Stein des Anstoßes: Ferrogrão würde den Jamanxim-Nationalpark in Pará durchschneiden. Grafik: ICMBio (gemeinfrei)

Sollte Ferrogrão Realität werden, so droht durch den Ausbau der Infrastruktur weiter erhöhter Druck auf die vom Extraktivismus bedrohten Territorien und wird in Zukunft noch mehr Sojamehl in die EU und auch für Deutschlands Tiermastanlagen ermöglichen, da die Kostensenkungen das brasilianische Soja noch mehr auf dem Weltmarkt reüssieren lassen.
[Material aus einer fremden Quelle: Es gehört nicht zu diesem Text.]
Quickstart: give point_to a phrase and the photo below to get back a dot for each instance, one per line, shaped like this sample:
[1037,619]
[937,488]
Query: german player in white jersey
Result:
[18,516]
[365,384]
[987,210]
05.06.2023 | von Christian.russau@fdcl.org

Der für den Fall der „Ferrogrão“-Eisenbahnlinie am Obersten Gericht STF zuständige Richter, Alexandre de Moraes, gab am 31. Mai dieses Jahres einem Antrag der Generalstaatsanwaltschaft der Union (AGU) statt und genehmigte die schrittweise Wiederaufnahme des Ferrogrão-Bahnstreckenprojekts. Moraes entschied, dass es zunächst Rechtsanalysen und Studien zu den administrativen Prozessen und bisherigen Genehmigungen im Zusammenhang mit dem Bau von Ferrogrão geben müsse und wies dazu das Centro de Soluções Alternativas de Litígios (Cesal) an, eine Kammer des Obersten Gerichtes zur alternativen Streitschlichtung, die der STF im vergangenen Jahr geschaffen hatte, binnen 60 Tagen eine Lösung für den Streitfall zu finden. Moraes hob damit seine von ihm im März 2021 ausgesprochene einstweilige Verfügung zum vorläufigen Stopp des „Ferrogrão“-Bahnlinienprojekts auf. Streitpunkt ist dabei noch immer die Frage, wer in der Exekutive oder Legislative die Kompetenz habe, über die Änderung der Gebietsgrösse des vom Bahnprojekt künftig direkt durchschnittenen Nationalparks Jamanxim in Pará zu entscheiden.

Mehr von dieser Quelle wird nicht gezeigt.